Kantitatif araştırma,
İstanbul'un 27 metropol ilçesinde cinsiyet, yaş, meslek, gelir durumu ve eğitim
durumu özellikleri dikkate alınarak 2300 denek üzerinde yüz yüze anket tekniği
uygulanarak yapılmıştır. Kalitatif araştırma ise "Kültür-Sanat Çevresi
Grubu", "Eski İstanbullular Grubu", "Bilim Çevresi
Grubu", "Sivil Toplum Kuruluşları Grubu", "Medya Çevresi
Grubu", "İstanbul Sakinleri Grubu" olmak üzere, 7'şer kişilik
altı ayrı grup üzerinde derinlemesine görüşme tekniği uygulanarak yapılmıştır.
Bu raporda, gerek kantitatif,
gerekse kalitatif araştırmalar sonucunda elde edilen bulgular değerlendirilerek
hemşehrilerimizde "İstanbullu Olma Bilinci"nin ne ölçüde yerleştiği
tespit edilmeye ve "İstanbullu Olma Bilinci"nin yaygınlaştırılması
için İstanbul Büyükşehir Belediyesi'nin uygulayabileceği politikalar konusunda
öneriler geliştirilmeye çalışılmıştır.
Kalitatif Araştırma
Sonucunda Önemli Görülen Bulgular Aşağıdaki Gibidir:
Kültür-Sanat Grubu
Kültür -Sanat Grubu'na göre,
*İstanbul'a göç eden kişiler
İstanbul'a yabancı gelmekte ve yabancı kalmakta, kendi kimliklerini korumakta,
hemşehrilik bilinci için ortak bir hareket bilinci oluşmamakta dolayısıyla,
bütünleşme olmamakta ve gelenler kendilerini geçici görmekte ve aidiyet bilinci
gelişememektedir.
*İstanbul geleneksel şehrin özelliklerini kaybettiği gibi, modern şehrin
özelliklerine de sahip değildir.
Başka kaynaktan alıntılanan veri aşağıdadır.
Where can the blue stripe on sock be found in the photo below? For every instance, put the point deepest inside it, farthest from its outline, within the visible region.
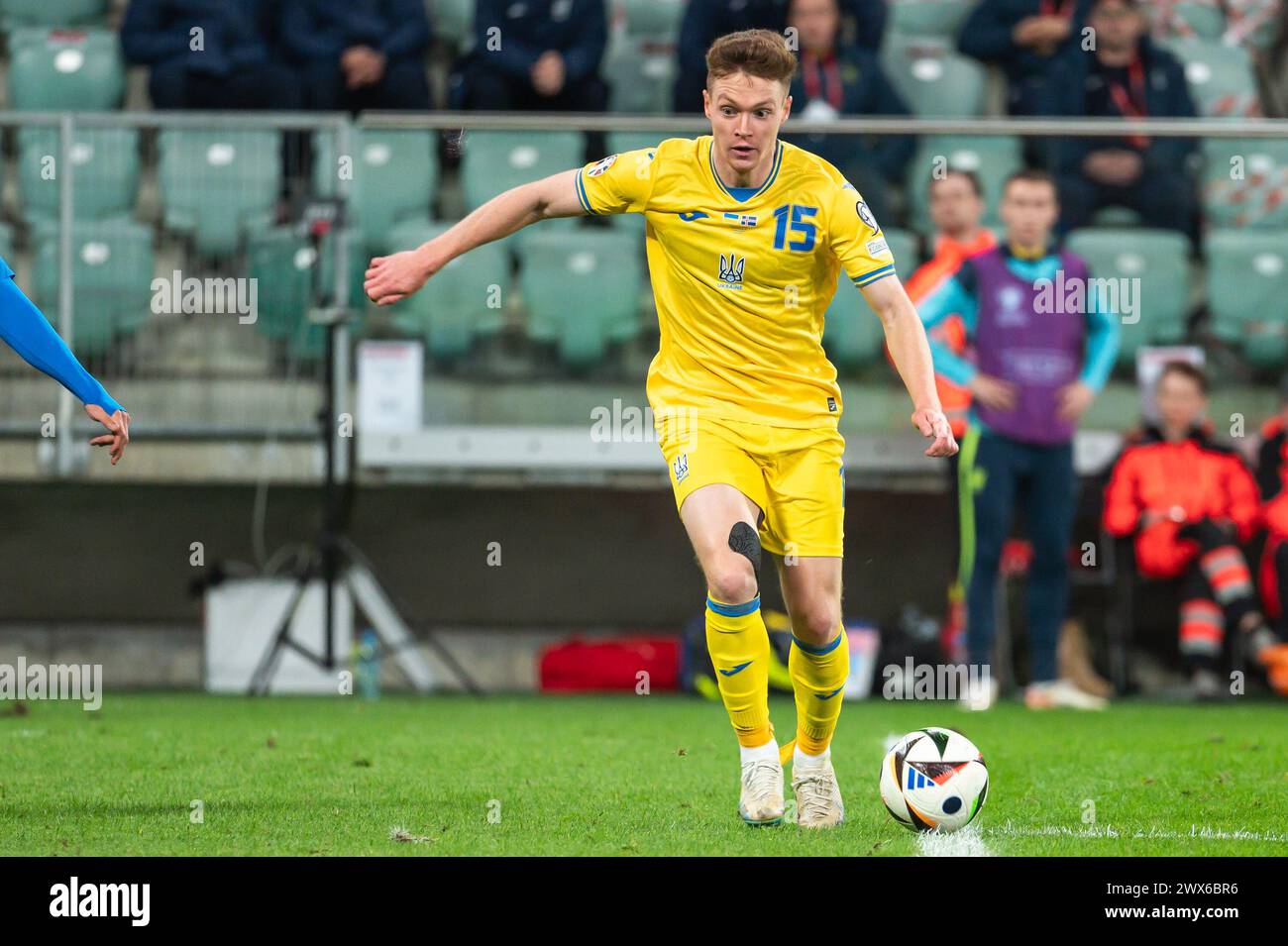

Post-modern bir şehirdir. İnsanlar mekaniktir
ve bireyler kendilerini tanımlamakta güçlük çekmektedir.
*Eskiden mahalleler etkindi ve İstanbullu Olma Bilincinin gelişmesinde önemli
bir role sahipti. Günümüzde ise, mahallelerin bu etkinliği ortadan kalkmıştır.
Dolayısıyla, İstanbullu Olma Bilincinin yerleşmesi oldukça güçtür.
Eski İstanbullular
Grubu
*İstanbul bir medeniyetin
sembolüydü. Bugün de bunun adayıdır. Yaşayanların içinde bir ruh varsa, şehir
de bir ruh kazanır, ruhunuz yeni kalıplara dökülür. İstanbul bir formdur, ama
aynı zamanda bir ümit ve bir ufuktur.
*500 yılda meydana gelmiş olan tarihi İstanbul kültürü, edebiyatı, musikisi,
konuştuğu dili, giyim-kuşamı, beden dili, mutfağı ile yara almış bir kültürdür.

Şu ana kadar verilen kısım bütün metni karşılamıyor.